Over the course of this tour you’ll be introduced to, or come to know more about, several of the planners, patrons, and dreamers who beginning in the 18th century, worked to make life better for workers in all sorts of ways — but most particularly in terms of housing.
Among the planners are two who through their writings in The Craftsman Magazine were known to a number of people in the United States — Barry Parker and Raymond Unwin. Parker was born in Derbyshire and Unwin in Yorkshire and these cousins and partners were members of the Northern Art Workers Guild and deeply involved in work on many of the villages and communities we will visit.

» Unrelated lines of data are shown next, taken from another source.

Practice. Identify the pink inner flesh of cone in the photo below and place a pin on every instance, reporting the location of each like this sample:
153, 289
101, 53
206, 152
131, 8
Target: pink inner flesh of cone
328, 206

More than architects and planners, they were active participants in lobbying for legislation to improve residential housing standards. They were responsible for the design of New Earswick, and the first Garden City, Letchworth. They also planned the new Garden Suburb at Hampstead. The partnership lasted until 1914 when Unwin was appointed to the position of Chief Inspector of Town Planning for the Local Government Board. Together in 1901 they wrote The Art of Building a Home which popularized the architecture of the Arts and Crafts Movement and resulted in thousands of homes being built on their patterns in the early part of the 20th century.
There were many patrons who supported the work of the planners. Sir Titus Salt may have been the first. William Hesketh Lever, later Lord Leverhulme, was a full participant in promoting affordable housing, not just with his building of Port Sunlight but by sending homes to Exhibitions — one is still in Glasgow — and by supporting the work of many of the committees and commissions. The Rowntrees formalized their support for affordable housing by establishing the Joseph Rowntree Trust which continues actively today to research and support issues of housing throughout the country. The Cadbury’s established the Bournville Trust which today manages several communities and thousands of homes in and around Birmingham.

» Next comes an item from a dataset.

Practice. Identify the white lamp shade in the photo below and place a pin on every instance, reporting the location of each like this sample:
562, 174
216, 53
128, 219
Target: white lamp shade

Finally, there were dreamers. Indeed we might say they were all dreamers, for few at the time would have credited them with having been able to accomplish all they did. Their legacies are not merely in the villages and homes they left, but in their support for art and artists which formed the core of so many public collections.
Surely not all of the problems have been solved, nor may they ever be, but that each of these different villages, communities, and cities remain vibrant and exciting places in which to live, is an example of the ultimate success and rightness of the planners, the generosity of the patrons, and the reality of the dreamers.